Get some pepper spray to carry with you, if you can. Then call the police and report the behavior & tell them you want an officer to come to your apartment ( it's easier to get them to REALLY listen to you ). Explain that this man seems overly interested in your daughter and not your son, and don't forget to add the fact that he hangs around the park as well. Tell them you have tried to talk to this man and he refuses to stay away from you & your family.

The reports can help if he is a registered sex offender already (which he may in fact be) or can at least put this guy on police radar. Tell them you feel threatened and they will have to tell him to stay away from you.

I hate to add this too, but I would look into moving. No one can make him move, but for the sake of your children, it may be the best thing you can do. I know it sounds extreme, but if anything should happen - it wouldn't then.









Don't be afraid to protect your family anyway that you can!









Another note: this is the perfect time to teach DC about stranger safety (even nice ones!), how to use your phone AND cell phone to call 911 and where to turn if they feel threatened.
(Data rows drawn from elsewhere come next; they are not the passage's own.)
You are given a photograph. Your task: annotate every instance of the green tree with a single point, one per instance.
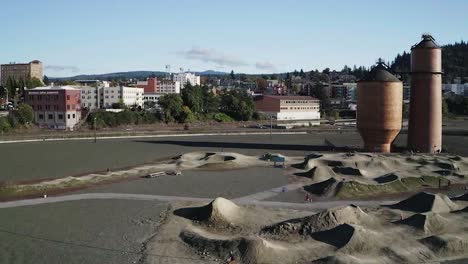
(319, 91)
(171, 105)
(233, 76)
(186, 115)
(24, 114)
(445, 111)
(5, 126)
(302, 74)
(237, 104)
(33, 83)
(192, 97)
(210, 101)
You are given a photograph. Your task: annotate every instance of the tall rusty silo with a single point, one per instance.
(425, 119)
(379, 108)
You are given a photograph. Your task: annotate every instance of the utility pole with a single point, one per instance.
(95, 138)
(271, 129)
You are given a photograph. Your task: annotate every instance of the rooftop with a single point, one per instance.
(291, 97)
(427, 42)
(54, 88)
(380, 73)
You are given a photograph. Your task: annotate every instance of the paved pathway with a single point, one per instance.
(153, 136)
(162, 198)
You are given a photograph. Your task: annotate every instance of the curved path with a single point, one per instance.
(162, 198)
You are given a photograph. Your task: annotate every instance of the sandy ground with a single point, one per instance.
(92, 231)
(406, 233)
(202, 183)
(62, 158)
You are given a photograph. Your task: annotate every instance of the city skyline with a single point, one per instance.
(83, 37)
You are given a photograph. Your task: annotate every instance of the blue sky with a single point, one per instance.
(256, 36)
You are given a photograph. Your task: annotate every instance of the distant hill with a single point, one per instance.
(454, 62)
(140, 75)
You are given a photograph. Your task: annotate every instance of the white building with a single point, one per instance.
(289, 107)
(186, 77)
(90, 96)
(456, 88)
(104, 97)
(163, 87)
(170, 87)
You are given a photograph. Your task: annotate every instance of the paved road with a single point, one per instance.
(145, 197)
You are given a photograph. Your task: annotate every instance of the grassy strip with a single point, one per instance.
(353, 189)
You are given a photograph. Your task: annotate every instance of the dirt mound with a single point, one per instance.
(426, 202)
(324, 220)
(319, 173)
(429, 222)
(463, 197)
(350, 238)
(387, 178)
(219, 211)
(347, 171)
(346, 259)
(321, 188)
(245, 250)
(446, 245)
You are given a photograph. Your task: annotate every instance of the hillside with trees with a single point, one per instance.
(454, 63)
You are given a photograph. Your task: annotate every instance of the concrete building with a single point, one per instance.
(149, 86)
(185, 77)
(94, 83)
(55, 107)
(104, 97)
(163, 87)
(289, 107)
(425, 119)
(21, 71)
(131, 96)
(455, 88)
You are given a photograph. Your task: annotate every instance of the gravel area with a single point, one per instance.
(64, 158)
(91, 231)
(202, 183)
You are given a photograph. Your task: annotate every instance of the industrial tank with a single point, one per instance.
(379, 108)
(425, 120)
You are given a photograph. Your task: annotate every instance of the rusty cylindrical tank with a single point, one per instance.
(379, 108)
(425, 120)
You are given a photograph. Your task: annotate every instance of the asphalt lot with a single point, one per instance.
(88, 231)
(55, 159)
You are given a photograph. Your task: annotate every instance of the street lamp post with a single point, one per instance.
(95, 138)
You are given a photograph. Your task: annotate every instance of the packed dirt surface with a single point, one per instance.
(222, 230)
(347, 175)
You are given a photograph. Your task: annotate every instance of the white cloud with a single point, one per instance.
(265, 65)
(60, 68)
(212, 56)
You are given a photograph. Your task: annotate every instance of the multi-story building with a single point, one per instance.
(90, 97)
(55, 107)
(455, 88)
(289, 107)
(185, 77)
(21, 71)
(163, 87)
(149, 86)
(105, 97)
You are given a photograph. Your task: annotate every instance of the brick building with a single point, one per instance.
(55, 107)
(21, 71)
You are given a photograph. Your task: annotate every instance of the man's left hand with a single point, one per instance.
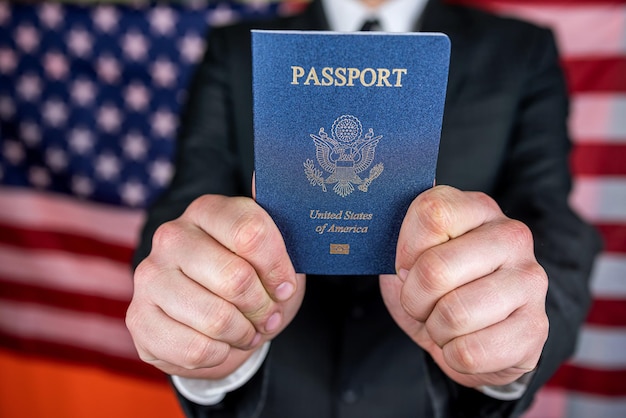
(468, 288)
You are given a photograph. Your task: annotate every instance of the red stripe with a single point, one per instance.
(72, 354)
(599, 159)
(608, 312)
(590, 381)
(614, 236)
(65, 300)
(596, 74)
(52, 240)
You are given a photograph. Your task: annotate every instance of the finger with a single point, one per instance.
(438, 215)
(160, 338)
(476, 254)
(218, 270)
(243, 227)
(513, 343)
(196, 307)
(485, 302)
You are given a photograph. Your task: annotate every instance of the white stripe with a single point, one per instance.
(581, 30)
(85, 330)
(586, 406)
(600, 199)
(598, 117)
(608, 279)
(549, 403)
(59, 270)
(47, 211)
(601, 348)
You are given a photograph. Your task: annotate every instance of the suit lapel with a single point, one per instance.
(441, 17)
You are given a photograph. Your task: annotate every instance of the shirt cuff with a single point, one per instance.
(211, 392)
(510, 392)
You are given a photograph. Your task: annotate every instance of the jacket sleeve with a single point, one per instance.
(534, 187)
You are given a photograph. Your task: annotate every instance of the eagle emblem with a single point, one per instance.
(344, 155)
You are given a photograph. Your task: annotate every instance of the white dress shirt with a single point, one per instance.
(342, 16)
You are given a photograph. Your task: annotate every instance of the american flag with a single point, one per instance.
(89, 97)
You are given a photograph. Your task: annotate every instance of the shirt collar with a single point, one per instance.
(393, 15)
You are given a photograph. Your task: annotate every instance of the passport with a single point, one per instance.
(346, 135)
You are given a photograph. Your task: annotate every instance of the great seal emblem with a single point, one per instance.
(343, 155)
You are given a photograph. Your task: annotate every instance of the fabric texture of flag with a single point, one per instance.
(89, 100)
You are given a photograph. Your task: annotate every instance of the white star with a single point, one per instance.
(55, 65)
(39, 177)
(161, 172)
(109, 118)
(26, 38)
(29, 87)
(7, 107)
(135, 146)
(163, 72)
(56, 159)
(51, 14)
(191, 48)
(136, 96)
(162, 20)
(108, 69)
(81, 140)
(30, 133)
(135, 45)
(80, 42)
(13, 152)
(222, 15)
(107, 166)
(164, 123)
(8, 60)
(83, 92)
(133, 193)
(82, 186)
(106, 18)
(54, 112)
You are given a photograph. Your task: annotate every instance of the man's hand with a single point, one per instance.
(469, 290)
(217, 284)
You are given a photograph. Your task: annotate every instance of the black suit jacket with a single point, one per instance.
(504, 133)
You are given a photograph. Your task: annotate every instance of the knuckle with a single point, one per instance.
(518, 234)
(487, 201)
(453, 312)
(239, 276)
(203, 352)
(167, 235)
(466, 354)
(219, 319)
(434, 213)
(433, 272)
(249, 232)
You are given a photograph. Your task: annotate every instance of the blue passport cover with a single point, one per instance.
(347, 129)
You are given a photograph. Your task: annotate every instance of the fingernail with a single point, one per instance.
(284, 291)
(273, 322)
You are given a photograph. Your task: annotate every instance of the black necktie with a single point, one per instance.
(371, 25)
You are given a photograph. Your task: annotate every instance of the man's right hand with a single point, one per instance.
(217, 284)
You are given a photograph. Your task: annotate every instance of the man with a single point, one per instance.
(460, 330)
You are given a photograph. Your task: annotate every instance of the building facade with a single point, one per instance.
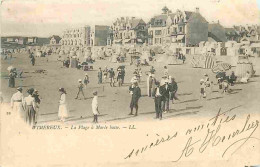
(217, 32)
(55, 40)
(99, 35)
(76, 37)
(182, 27)
(127, 30)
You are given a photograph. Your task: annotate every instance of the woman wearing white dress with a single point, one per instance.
(95, 107)
(63, 111)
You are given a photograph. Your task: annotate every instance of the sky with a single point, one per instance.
(48, 17)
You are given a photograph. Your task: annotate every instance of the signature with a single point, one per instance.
(212, 137)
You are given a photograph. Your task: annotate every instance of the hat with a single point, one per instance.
(30, 91)
(95, 93)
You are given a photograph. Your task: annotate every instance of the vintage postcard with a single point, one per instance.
(109, 83)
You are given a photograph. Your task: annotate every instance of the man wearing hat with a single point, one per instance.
(165, 95)
(95, 107)
(135, 91)
(86, 80)
(100, 76)
(17, 102)
(111, 77)
(152, 70)
(173, 89)
(37, 102)
(105, 72)
(30, 106)
(80, 87)
(158, 100)
(119, 77)
(164, 78)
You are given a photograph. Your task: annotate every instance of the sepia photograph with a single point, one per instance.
(130, 83)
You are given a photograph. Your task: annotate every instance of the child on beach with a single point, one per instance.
(202, 89)
(95, 107)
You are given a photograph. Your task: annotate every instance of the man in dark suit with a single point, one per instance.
(165, 96)
(135, 91)
(158, 100)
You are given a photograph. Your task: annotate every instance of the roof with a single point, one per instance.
(135, 22)
(230, 31)
(192, 15)
(56, 37)
(161, 19)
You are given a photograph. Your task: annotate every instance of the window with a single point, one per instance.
(181, 29)
(158, 32)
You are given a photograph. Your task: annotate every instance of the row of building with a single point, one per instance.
(185, 28)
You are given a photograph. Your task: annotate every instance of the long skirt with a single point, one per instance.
(11, 82)
(18, 110)
(63, 111)
(30, 115)
(134, 103)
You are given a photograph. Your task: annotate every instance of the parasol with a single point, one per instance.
(221, 67)
(10, 68)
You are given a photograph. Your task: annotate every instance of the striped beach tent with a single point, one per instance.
(209, 62)
(243, 68)
(221, 67)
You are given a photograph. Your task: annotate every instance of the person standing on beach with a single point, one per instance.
(80, 89)
(17, 102)
(100, 76)
(63, 110)
(86, 80)
(112, 77)
(37, 102)
(11, 81)
(95, 107)
(158, 100)
(135, 91)
(30, 106)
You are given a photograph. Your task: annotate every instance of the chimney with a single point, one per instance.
(197, 10)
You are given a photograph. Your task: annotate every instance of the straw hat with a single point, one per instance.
(95, 93)
(19, 88)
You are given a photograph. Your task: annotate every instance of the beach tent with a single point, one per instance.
(161, 58)
(221, 67)
(244, 66)
(145, 56)
(173, 60)
(203, 61)
(114, 57)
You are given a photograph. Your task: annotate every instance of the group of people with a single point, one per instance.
(162, 91)
(26, 108)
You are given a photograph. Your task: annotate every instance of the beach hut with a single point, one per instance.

Maybe you can talk to other neighbors as well. Make sure your children know to stay FAR FAR away from this man, not to take anything from him, etc. Mean people wear nice people masks is what I told DD1.

(long story short: we had a problem with my sister's ex and his family/friends. I got DD1 (age 7) her own prepaid cell phone. Even if there's no time on it, she can call 911. She also knows how to call 911 from all the phones in the house as well as myself, DH and other family members)


----------



## Cherry Alive (Mar 11, 2007)

It sounds like this guy is a psycho. He will keep coming after you and your daughter.

Please don't be afraid to be NASTY. The fact this man keeps grabbing at your kid is a really bad sign. It's only going to get worse if you let it. Who knows what he could do the next time? Maybe he'd actually grab her from your arms.

Don't be afraid to be an angry mamma bear to him. If he comes near you or her and pulls that crap again, scream at him and tell him to get lost.

As others suggested, call the police too. This man is harassing you. It may help, too, to contact your rental office and complain very loudly. If you have a boyfriend or husband who can do with you, that's even better. If you have neighbors with kids, find out if he's been doing the same to them and get them to complain, too. It's possible they will evict him. At the very least he is on their radar.

I had a creepy neighbor like who lived above us. I didn't have kids at the time, but he came after me. He kept harassing me and demanding I give him car rides. I found out from a female neighbor who lived across from us that one day he knocked on her door and forced himself into her apartment. He left, but she was pretty shaken up afterwards.

One day after he was particularly pushy with me, I called my boyfriend (now husband). He went to the rental office and complained very loudly (and I believe he even threatened to sue).

In less than a week later, we hear noise upstairs. The creepy neighbor bangs on our door. My husband asks through the door what he wants.

The neighbors asks if he can live with us. It turns out he got evicted.

We said, "NO" of course and didn't see him ever again.


----------



## Theoretica (Feb 2, 2008)

Quote:


Originally Posted by *MittensKittens* 
Perhaps this is not the right place for this thread, please move if need be.

I would appreciate some thoughts on this.... I am not sure whether I am overreacting or not. I have this neighbor who has given me the creeps ever since I moved here. To illustrate (and hoping not to sound prejudiced!), this is a person in his fiftees, unemployed and living alone, with a very poor standard of hygiene. He seems to be overly interested in my two year old daughter. When I first moved here, I would meet him on the way to the store (walking), carrying DD on my shoulders and he would say "she's to heavy for you; I will carry her". "No thanks, I'm fine" didn't seem to be something he understand, and he tries again each time







. He tries to stroke her hair and "shake hands with her", and I told him multiple times that this was not something I want happening. Also, he offered to babysit her more than once. He has not shown any interest in DS at all.

Now I met him in the hallway (apartment block) again, and he said to DD: "Give me you hand". I told her "No, sweety, we don't give people we don't know a hand". His reaction was that he was no stranger but a neighbor and that it is not healthy for me to stop my DD from shaking hands with someone who likes her, and she likes him (!?). It was OK for me to teach my kids not to hang out with strangers, but doing it at such an early age would just make them scared of everyone. After telling my neighbor that I can decide how to do my own parenting, thank you very much, and do not touch DD again, he went down the stairs.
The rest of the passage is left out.